There’s grown up this weird cult on the web I call the South Park Boy’s Choir. A core conceit of many South Park episodes is basically “caring is dumb.” With rare exceptions, any advocacy outside of that for free speech is taken as an object of ridicule on the show. Concern for marginalized people, regard for the environment, pretty much any social issue is assumed to be the work of wrongheaded nanny-minds too stupid to realize the real solution is to be cynical and dismissive.
You will see this cult in the comment of any story that decries transphobia, Islamophobia, the gender-based wage gap, or other social issues. It’s a catch-all for the sin of giving a shit used by those who make NOT giving a shit their brand.
It used to bother me. It used to bother me a lot, but after watching When We Rise, it never will again.
The moment the show broke me came in the fifth episode. It involved the AIDS quilt, which by the time the episode takes place has grown to massive size to honor the dead in the AIDS crisis. Cleve Jones is there, and he describes how President and Should-Have-Been-President Clinton appeared out of nowhere to witness the quilt. He guides them through viewing, Hillary asking to see the names of specific friends she has lost, and it’s this pivotal moment in history when after years of letting this epidemic rage the head of the country actually bothered to care about something that didn’t directly affect him.
Then, causally, Cleve mentions over 300,000 Americans have died of AIDS by then.
300,000. 300 Hundred Fucking Thousand. Are you shitting me? Let’s build a spectrum. That’s about 5 percent of the Jews that died in the Holocaust or roughly 100 times those who died on 9/11. Draw your own graph. Or hey, if you want to be thoroughly depressed, watch Lindsay Ellis talk about it while also telling us why Rent sucks dick.

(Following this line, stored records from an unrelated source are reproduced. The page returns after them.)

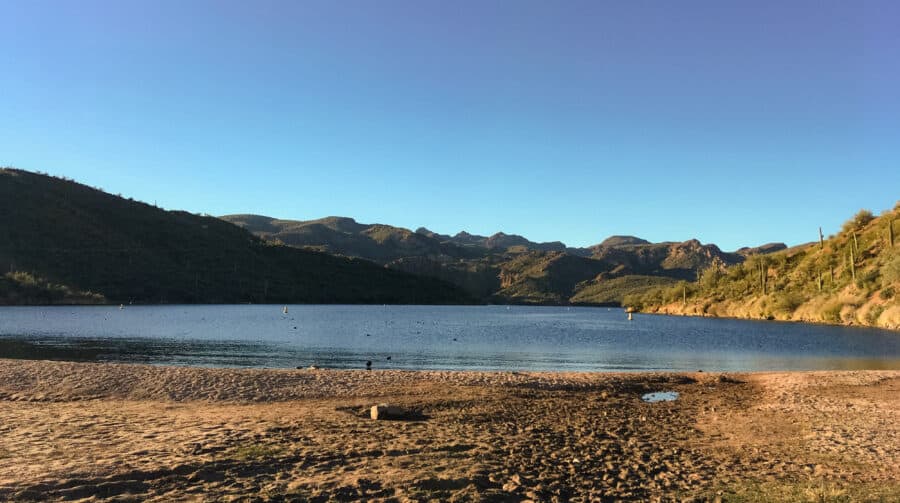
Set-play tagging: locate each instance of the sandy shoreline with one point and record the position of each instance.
(134, 432)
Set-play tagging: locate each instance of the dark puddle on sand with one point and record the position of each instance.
(660, 396)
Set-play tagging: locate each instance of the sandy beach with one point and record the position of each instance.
(71, 431)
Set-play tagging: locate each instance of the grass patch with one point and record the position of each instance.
(808, 492)
(256, 452)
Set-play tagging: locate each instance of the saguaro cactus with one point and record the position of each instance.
(891, 233)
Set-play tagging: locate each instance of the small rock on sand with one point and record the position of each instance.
(385, 411)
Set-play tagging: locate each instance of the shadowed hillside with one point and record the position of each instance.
(850, 278)
(90, 243)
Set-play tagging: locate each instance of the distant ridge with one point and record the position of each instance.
(96, 246)
(505, 268)
(852, 278)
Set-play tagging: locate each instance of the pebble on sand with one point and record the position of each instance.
(385, 411)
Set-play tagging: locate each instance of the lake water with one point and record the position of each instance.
(434, 337)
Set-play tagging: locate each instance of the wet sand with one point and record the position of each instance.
(112, 432)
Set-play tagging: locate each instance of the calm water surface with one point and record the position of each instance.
(429, 337)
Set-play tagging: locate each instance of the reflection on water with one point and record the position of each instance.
(429, 337)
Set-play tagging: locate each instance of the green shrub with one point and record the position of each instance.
(858, 221)
(832, 312)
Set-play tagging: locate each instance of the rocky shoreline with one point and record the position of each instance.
(134, 432)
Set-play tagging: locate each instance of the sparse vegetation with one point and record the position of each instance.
(848, 278)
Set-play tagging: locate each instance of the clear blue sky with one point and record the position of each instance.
(734, 122)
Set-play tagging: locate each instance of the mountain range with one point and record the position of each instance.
(64, 242)
(506, 268)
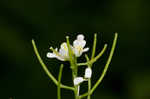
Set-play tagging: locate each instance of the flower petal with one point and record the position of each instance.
(85, 49)
(78, 80)
(80, 37)
(51, 55)
(88, 73)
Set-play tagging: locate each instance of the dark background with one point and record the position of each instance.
(49, 21)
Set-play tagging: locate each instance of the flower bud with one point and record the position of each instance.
(88, 72)
(78, 80)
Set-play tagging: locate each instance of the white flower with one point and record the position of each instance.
(88, 72)
(62, 55)
(78, 45)
(78, 80)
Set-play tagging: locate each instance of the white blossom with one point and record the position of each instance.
(88, 72)
(78, 80)
(62, 55)
(78, 45)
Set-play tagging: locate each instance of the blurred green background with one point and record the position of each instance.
(49, 21)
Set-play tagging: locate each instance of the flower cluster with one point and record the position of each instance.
(88, 74)
(63, 53)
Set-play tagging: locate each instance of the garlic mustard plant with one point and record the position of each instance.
(68, 52)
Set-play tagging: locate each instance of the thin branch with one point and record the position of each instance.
(94, 59)
(107, 64)
(46, 69)
(59, 82)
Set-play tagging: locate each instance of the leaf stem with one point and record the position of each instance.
(46, 69)
(107, 64)
(94, 59)
(105, 69)
(59, 82)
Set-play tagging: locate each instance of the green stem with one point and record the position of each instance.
(73, 62)
(46, 69)
(89, 80)
(105, 69)
(107, 64)
(94, 59)
(94, 46)
(89, 89)
(59, 82)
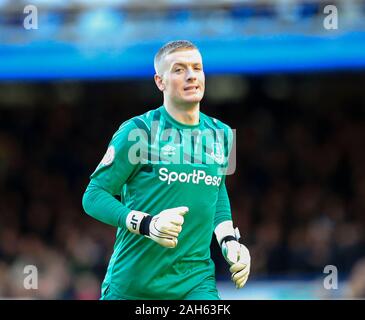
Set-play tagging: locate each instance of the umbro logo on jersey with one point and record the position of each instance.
(217, 153)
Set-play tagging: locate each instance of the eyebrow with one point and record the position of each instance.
(185, 64)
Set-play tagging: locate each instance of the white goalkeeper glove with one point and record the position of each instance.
(163, 228)
(235, 253)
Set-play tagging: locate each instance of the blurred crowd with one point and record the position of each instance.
(298, 193)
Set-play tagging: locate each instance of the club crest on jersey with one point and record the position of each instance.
(109, 156)
(217, 153)
(168, 150)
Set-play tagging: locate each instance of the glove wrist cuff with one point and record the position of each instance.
(137, 222)
(226, 239)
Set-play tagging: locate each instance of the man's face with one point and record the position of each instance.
(183, 79)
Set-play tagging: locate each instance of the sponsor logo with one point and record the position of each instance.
(196, 177)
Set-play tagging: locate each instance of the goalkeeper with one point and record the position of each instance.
(168, 166)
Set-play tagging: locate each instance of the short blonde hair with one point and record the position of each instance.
(170, 47)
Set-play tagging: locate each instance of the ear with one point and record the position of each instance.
(159, 82)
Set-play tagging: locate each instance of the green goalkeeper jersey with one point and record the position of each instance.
(153, 163)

The visit by the Clintons was one small, very small, step towards greater rights for gays in America. It’s perhaps better described as the boot print of a larger army’s march. Yes, it was Bill Clinton who signed DOMA, and yes, I fully believe Hilly Clinton when she says that it was the only way to stave off a constitutional amendment. The backlash against gay rights in the ‘80s and ‘90s was a monstrously huge thing. I absolutely believe that without DOMA there would have been a 28th amendment defining marriage as between a man and a woman.
But all that aside, When We Rise is more compelling because it shows exactly what SJWs do. They chip away at a system, bit by bit, and in spite of violence, terrorism, official condemnation, and familial abandonment to make things better for people who do not represent the power structure. These people bled and died so that others would not have to.
The opposition? Not so much. Every cop that denied women’s organizations a chance to march? They didn’t suffer. They didn’t end up lying in the street nursing a wound. All the moral majority ever got in the way of harm while they were opposing the gay rights movement was a pie in the face.
SJWs get things done. You can look at the bend of history’s arc on gay rights over the last thirty years and see that. They change the world for the better, while armies of armchair moralists dedicated themselves to comforting the comfortable stand in their way for no other reason than an upset of convenience.
The culture war is a war in the Ragnarok sense. The opposition cannot win it, but they can impede it. That mindless South Park Boy’s Choir constantly screaming “fag,” is ultimately no match for those willing to stand in the streets and risk incarceration, abuse or death in the name of a cause.
The moral of the story is: care. Care about the world, and about people who aren’t like you who are in it. The anti-SJW crowd? None of them are ever going to be remembered as anything but a nuisance. Be an SJW. They’re the ones who get movies made about them. Chan lords and Redditors insisting that an unfair world is just a difference of opinion? Their words will disappear. Their house will disappear. Their name will disappear. All memory of them will disappear.